Capacity estimation and energy allocation model of new energy vehicle battery management system based on optimization algorithm
Data publikacji: 26 wrz 2025
Otrzymano: 20 sty 2025
Przyjęty: 20 kwi 2025
DOI: https://doi.org/10.2478/amns-2025-1064
Słowa kluczowe
© 2025 Lei Han, published by Sciendo
This work is licensed under the Creative Commons Attribution 4.0 International License.

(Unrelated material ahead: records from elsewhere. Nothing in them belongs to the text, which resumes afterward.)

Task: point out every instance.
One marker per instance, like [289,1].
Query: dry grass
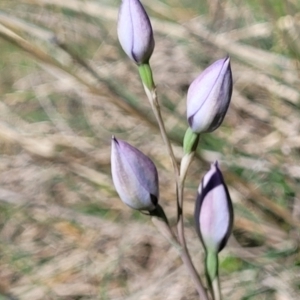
[66,87]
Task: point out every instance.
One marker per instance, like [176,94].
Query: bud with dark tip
[209,97]
[134,176]
[214,211]
[135,31]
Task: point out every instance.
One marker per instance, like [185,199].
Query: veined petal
[135,31]
[134,175]
[214,211]
[209,97]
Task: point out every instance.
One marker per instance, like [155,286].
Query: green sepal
[211,266]
[159,213]
[146,76]
[190,141]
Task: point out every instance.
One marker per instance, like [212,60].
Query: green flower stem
[150,90]
[146,76]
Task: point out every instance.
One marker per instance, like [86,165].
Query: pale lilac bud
[135,31]
[213,211]
[134,175]
[209,97]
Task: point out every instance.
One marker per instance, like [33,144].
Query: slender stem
[152,96]
[216,288]
[150,91]
[185,256]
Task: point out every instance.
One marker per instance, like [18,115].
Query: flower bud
[213,211]
[134,175]
[135,31]
[209,97]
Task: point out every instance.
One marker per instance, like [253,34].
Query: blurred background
[66,87]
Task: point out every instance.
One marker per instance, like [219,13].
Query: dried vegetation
[66,87]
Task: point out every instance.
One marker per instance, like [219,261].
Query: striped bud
[135,31]
[134,176]
[213,211]
[209,96]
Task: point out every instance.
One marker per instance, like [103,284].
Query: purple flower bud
[134,175]
[135,31]
[213,211]
[209,97]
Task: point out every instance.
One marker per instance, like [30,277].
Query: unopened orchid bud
[209,96]
[135,31]
[214,211]
[135,176]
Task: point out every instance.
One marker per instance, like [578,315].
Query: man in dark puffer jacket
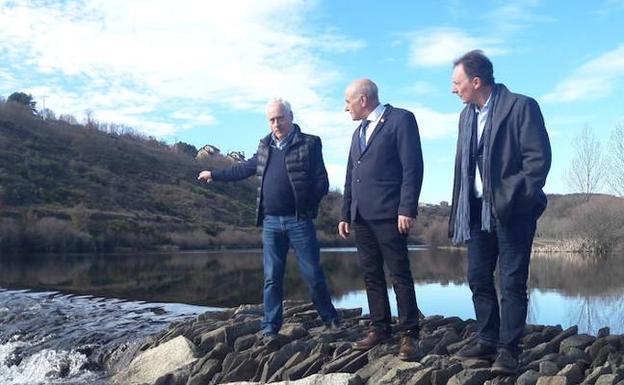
[292,181]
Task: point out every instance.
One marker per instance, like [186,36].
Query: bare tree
[586,172]
[616,160]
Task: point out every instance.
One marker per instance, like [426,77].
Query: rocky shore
[224,347]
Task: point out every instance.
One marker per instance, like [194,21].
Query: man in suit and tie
[383,182]
[503,158]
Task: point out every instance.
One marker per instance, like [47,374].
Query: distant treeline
[91,187]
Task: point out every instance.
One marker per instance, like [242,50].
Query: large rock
[572,372]
[529,377]
[317,379]
[157,362]
[471,377]
[401,373]
[552,380]
[579,341]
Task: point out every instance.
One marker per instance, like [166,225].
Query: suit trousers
[508,245]
[379,241]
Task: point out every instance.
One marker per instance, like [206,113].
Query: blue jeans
[278,234]
[509,245]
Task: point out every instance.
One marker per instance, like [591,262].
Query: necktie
[363,127]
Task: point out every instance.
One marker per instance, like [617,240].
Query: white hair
[281,102]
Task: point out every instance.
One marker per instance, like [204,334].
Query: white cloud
[594,80]
[236,55]
[513,16]
[438,47]
[433,124]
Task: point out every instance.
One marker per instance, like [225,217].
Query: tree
[587,169]
[24,99]
[616,160]
[47,114]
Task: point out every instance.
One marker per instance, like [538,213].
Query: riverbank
[223,347]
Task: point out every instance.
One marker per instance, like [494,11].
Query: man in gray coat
[503,158]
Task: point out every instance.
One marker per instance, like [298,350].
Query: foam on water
[53,338]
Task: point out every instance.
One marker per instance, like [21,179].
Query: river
[61,314]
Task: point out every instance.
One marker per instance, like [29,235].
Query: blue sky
[202,72]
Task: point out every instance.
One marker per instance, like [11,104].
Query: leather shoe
[407,349]
[506,363]
[373,338]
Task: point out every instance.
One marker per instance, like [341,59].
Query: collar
[281,144]
[376,114]
[486,106]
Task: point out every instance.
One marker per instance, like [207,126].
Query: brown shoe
[407,349]
[373,338]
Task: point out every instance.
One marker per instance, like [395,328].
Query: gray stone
[203,373]
[244,342]
[430,359]
[572,372]
[579,341]
[595,374]
[441,376]
[317,379]
[449,337]
[379,366]
[243,371]
[341,348]
[219,352]
[422,377]
[349,313]
[158,361]
[552,380]
[538,352]
[292,361]
[400,373]
[210,339]
[288,312]
[529,377]
[307,365]
[475,363]
[548,368]
[603,355]
[501,380]
[349,363]
[455,347]
[179,377]
[471,377]
[573,330]
[603,332]
[608,379]
[280,357]
[293,331]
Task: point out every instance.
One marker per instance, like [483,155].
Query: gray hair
[282,102]
[369,89]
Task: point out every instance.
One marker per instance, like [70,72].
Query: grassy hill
[69,187]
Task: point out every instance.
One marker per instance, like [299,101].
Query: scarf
[461,228]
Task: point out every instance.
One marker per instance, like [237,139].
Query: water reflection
[564,290]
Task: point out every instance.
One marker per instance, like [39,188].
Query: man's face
[280,120]
[354,104]
[463,86]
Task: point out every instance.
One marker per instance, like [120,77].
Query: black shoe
[269,340]
[506,363]
[334,326]
[477,351]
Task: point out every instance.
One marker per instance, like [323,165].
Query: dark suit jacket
[519,157]
[385,180]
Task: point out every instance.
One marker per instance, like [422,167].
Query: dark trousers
[509,245]
[377,242]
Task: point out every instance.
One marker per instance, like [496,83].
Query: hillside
[69,187]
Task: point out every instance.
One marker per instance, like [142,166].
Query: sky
[202,72]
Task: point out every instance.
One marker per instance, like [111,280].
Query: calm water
[58,313]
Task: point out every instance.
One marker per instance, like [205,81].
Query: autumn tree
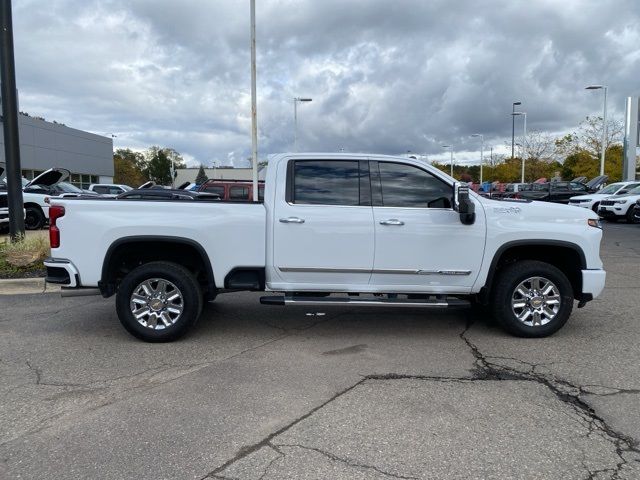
[129,167]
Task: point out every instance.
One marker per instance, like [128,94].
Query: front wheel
[159,301]
[532,299]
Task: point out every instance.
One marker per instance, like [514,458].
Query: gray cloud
[383,75]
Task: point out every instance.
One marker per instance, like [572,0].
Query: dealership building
[43,145]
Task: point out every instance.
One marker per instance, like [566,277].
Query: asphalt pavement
[258,392]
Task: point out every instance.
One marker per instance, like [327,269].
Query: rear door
[323,233]
[421,245]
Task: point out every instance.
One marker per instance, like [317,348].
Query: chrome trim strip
[390,271]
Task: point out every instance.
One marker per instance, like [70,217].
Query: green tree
[129,167]
[158,166]
[202,176]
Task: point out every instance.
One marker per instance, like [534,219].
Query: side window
[409,186]
[326,182]
[217,189]
[239,193]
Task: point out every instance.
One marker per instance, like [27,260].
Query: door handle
[392,221]
[292,220]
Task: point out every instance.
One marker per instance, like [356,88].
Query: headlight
[594,222]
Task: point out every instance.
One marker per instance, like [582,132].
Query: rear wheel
[532,299]
[159,301]
[34,219]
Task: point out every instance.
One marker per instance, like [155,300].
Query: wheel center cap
[156,304]
[536,302]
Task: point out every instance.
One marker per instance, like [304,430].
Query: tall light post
[450,147]
[604,124]
[481,152]
[513,126]
[254,107]
[295,120]
[524,140]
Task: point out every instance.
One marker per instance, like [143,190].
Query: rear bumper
[593,282]
[61,272]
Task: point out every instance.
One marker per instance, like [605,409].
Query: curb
[18,286]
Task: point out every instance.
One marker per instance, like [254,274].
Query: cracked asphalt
[259,392]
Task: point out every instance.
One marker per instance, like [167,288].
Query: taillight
[55,212]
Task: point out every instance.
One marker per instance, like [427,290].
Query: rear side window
[217,189]
[326,182]
[411,187]
[239,193]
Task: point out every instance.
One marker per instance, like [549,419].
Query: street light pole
[604,124]
[450,147]
[513,126]
[524,140]
[481,152]
[254,108]
[295,120]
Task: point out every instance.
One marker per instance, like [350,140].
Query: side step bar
[438,302]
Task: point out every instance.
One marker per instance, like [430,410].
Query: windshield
[610,189]
[68,188]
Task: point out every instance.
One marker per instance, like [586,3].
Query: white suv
[619,207]
[593,200]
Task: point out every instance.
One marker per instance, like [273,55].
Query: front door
[323,231]
[420,244]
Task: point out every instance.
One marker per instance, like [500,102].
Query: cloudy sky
[386,76]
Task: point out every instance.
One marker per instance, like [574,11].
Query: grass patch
[24,258]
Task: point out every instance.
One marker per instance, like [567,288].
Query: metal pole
[295,124]
[452,160]
[524,144]
[10,124]
[254,109]
[604,133]
[481,156]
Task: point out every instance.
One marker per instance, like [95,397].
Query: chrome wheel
[156,303]
[536,301]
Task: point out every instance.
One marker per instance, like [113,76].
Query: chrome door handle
[392,221]
[292,220]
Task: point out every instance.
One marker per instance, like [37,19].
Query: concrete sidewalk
[16,286]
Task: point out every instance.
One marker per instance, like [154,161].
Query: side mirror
[463,204]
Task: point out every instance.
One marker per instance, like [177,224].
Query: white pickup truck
[334,229]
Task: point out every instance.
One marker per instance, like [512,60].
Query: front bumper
[593,282]
[61,272]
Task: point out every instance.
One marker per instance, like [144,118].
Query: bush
[29,251]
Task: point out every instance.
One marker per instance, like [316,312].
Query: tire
[142,291]
[506,300]
[34,219]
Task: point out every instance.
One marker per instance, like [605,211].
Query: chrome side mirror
[463,204]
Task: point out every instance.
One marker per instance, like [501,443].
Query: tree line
[574,155]
[135,168]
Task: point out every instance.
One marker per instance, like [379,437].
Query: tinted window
[217,189]
[409,186]
[326,182]
[239,193]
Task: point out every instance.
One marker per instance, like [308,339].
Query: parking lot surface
[260,392]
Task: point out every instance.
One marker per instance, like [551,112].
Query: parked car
[334,229]
[561,192]
[620,207]
[593,200]
[233,190]
[109,188]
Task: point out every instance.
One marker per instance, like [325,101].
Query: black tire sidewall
[38,216]
[510,278]
[182,279]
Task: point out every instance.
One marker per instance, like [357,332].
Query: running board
[364,302]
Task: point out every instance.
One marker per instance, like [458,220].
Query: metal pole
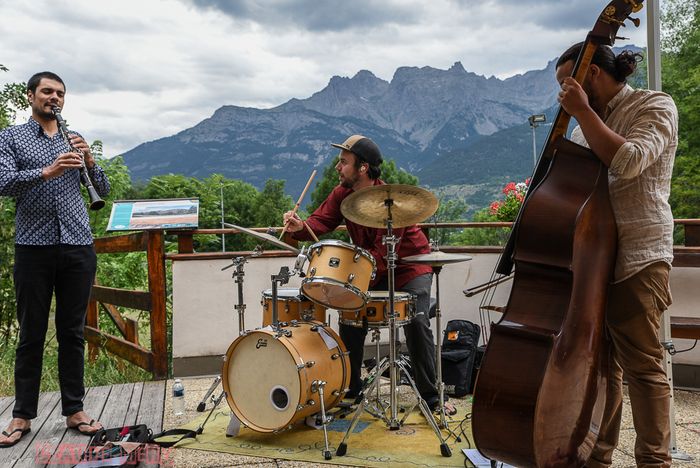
[223,236]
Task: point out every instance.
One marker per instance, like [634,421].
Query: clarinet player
[54,252]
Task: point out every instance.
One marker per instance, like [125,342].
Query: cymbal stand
[282,278]
[238,275]
[395,366]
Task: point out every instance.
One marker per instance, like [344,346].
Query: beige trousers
[633,321]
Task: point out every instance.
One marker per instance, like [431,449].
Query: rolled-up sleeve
[649,135]
[14,182]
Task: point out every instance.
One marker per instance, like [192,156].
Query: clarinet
[95,201]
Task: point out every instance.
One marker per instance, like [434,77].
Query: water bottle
[178,398]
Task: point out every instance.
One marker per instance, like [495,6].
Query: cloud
[140,70]
[314,15]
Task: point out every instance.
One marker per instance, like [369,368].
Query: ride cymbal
[369,206]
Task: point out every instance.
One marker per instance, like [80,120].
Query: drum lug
[337,355]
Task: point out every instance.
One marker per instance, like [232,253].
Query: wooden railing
[127,346]
[154,301]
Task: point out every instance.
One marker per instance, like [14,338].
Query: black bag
[459,351]
[101,447]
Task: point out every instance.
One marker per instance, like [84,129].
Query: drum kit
[296,366]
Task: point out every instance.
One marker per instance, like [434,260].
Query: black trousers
[39,272]
[419,341]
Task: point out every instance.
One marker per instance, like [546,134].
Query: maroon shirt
[327,217]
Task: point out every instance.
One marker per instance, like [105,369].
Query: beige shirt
[639,177]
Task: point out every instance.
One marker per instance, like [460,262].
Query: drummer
[359,167]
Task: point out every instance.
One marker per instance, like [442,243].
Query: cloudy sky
[138,70]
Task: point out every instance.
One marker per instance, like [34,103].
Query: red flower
[510,187]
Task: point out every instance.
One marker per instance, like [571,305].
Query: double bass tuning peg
[634,20]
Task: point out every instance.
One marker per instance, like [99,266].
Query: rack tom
[376,312]
[291,305]
[338,275]
[270,375]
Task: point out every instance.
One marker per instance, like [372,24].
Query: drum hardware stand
[318,386]
[203,404]
[392,363]
[438,349]
[238,274]
[216,401]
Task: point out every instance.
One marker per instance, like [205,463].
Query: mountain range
[449,127]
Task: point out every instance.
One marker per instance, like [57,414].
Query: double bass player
[634,133]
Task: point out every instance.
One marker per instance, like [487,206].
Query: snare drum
[290,306]
[376,312]
[269,378]
[339,274]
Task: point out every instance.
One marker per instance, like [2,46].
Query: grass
[107,369]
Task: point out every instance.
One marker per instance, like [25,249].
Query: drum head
[332,294]
[263,381]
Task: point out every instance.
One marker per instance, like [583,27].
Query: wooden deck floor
[51,444]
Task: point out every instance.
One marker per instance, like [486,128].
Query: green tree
[681,79]
[13,97]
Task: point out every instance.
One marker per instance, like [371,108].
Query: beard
[349,182]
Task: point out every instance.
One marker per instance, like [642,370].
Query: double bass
[540,392]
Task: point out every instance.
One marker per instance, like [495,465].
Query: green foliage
[681,79]
[482,236]
[329,180]
[507,209]
[13,97]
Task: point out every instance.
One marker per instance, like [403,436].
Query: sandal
[23,432]
[78,426]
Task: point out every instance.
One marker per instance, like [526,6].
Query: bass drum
[269,376]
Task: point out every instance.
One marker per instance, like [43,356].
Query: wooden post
[156,287]
[92,321]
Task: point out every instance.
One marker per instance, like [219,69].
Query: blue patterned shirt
[49,212]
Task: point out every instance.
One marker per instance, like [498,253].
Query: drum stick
[308,228]
[296,207]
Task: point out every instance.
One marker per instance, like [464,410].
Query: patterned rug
[371,443]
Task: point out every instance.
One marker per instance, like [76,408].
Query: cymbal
[410,205]
[265,236]
[437,258]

With the charging and discharging cycle use of the battery, the capacity of the battery will decline, which affects its operational safety, and it is necessary to accurately estimate the capacity state and mixing degree optimization of new energy vehicle batteries. In this paper, we adopt the mothballing algorithm (MOF) to optimize the overfitting phenomenon of the random forest regression algorithm (RFR), and then optimize its characteristic parameters to obtain the optimal parameters suitable for capacity estimation, and establish the MOF-RFR battery capacity estimation model. Then, taking a pure electric vehicle as the research basis, the energy allocation control strategy of new energy vehicle battery based on multi-objective particle swarm optimization algorithm is proposed by comparing the existing power and economic recovery control strategies. The model of this paper is compared with different algorithms, and the model accuracy is verified for multiple sets of battery data of the same type. The results show that the established model can effectively estimate the battery capacity, and the average error is controlled to 0.33%, and the overall error is within 1.5%. The 100km hydrogen consumption (L) of the pure electric vehicle is reduced by 2.32 L. It can be seen that the model in this paper does not affect the dynamics of the car while at the same time improves the economy of the car, so that the performance of the whole vehicle is improved, which is of great practical significance.